Hunger after storm
Hurricane Sandy’s damage in the Caribbean
(06.11.2012) Almost two weeks ago, Hurricane Sandy left a trail of destruction through the Caribbean islands Haiti and Cuba. Cleaning-up operations are in full swing in order to make the submerged streets accessible again and rebuild destroyed houses. However, the imminent food crisis poses the greatest risk to both countries.
“70 per cent of the harvest has been destroyed and in the agricultural sector alone, the damages add up to 120 million dollars. Most people survived the storm, but now their existence is threatened by hunger,” Dirk Guenther, Regional Director of Welthungerhilfe, describes the difficult situation on site. Following the earthquake two-and-a-half years ago, the people have already had to deal with the consequences of a drought and with the latest tropical storm Isaac this year. “Now, the entire harvest and, above all, the fields have also been destroyed again and the families have no reserves of any kind to survive this emergency as well. Without outside help, they will not be able to survive until the next big harvest in May,” says Guenther.

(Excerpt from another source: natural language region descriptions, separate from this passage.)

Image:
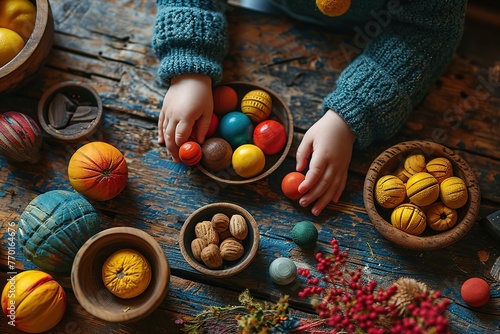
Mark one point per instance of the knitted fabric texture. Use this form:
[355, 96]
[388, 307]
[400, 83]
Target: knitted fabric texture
[399, 49]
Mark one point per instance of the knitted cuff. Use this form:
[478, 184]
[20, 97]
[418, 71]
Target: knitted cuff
[369, 100]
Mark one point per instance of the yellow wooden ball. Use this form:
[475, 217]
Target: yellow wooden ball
[409, 218]
[257, 105]
[422, 189]
[248, 160]
[453, 192]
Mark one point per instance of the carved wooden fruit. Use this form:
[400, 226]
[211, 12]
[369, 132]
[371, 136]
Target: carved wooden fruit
[390, 191]
[20, 137]
[53, 227]
[440, 217]
[98, 171]
[422, 189]
[126, 273]
[454, 192]
[409, 218]
[34, 301]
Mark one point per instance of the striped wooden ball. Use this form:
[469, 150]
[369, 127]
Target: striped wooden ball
[257, 105]
[20, 137]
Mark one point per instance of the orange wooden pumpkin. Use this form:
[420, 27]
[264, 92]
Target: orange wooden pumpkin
[98, 171]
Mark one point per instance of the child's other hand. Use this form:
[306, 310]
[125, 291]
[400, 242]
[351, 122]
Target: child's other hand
[186, 112]
[329, 143]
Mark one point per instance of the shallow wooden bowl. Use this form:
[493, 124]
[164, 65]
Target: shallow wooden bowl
[229, 268]
[281, 113]
[89, 288]
[30, 59]
[80, 94]
[393, 158]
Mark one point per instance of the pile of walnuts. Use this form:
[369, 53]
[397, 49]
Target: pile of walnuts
[219, 239]
[422, 194]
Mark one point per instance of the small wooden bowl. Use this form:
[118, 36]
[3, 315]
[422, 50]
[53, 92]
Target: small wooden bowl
[229, 268]
[393, 158]
[81, 95]
[30, 59]
[281, 113]
[87, 281]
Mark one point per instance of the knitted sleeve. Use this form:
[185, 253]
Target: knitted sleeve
[190, 37]
[377, 92]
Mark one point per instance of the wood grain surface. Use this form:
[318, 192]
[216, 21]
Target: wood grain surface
[107, 44]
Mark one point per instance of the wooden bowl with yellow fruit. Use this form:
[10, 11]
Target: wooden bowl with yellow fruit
[120, 275]
[26, 37]
[421, 195]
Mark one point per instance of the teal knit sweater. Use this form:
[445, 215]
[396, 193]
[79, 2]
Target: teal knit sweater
[401, 48]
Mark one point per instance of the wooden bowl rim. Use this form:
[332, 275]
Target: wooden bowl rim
[220, 273]
[137, 312]
[41, 22]
[48, 94]
[423, 243]
[286, 149]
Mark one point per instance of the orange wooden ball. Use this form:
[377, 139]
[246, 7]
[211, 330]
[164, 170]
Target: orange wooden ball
[98, 171]
[290, 185]
[225, 99]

Cuba is likewise threatened by a severe food crisis as the hurricane destroyed those regions that are usually crucial for the country’s central food supply.

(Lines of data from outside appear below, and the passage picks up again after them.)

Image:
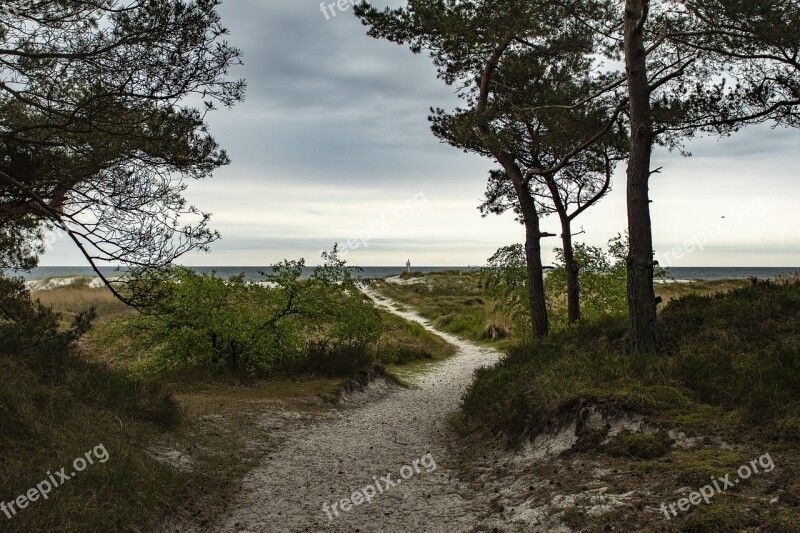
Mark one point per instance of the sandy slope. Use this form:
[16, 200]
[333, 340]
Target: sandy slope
[364, 441]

Welthungerhilfe supports the reconstruction efforts of the victims in Haiti and Cuba. A first step is the distribution of construction materials for repairing houses and of hygiene kits to prevent Cholera from spreading. In Haiti, the cleaning-up operations are connected with monetary compensation to enable the poorest to buy food. As a next step, farmers should be supported with seeds and tools in order to prepare the next sowing.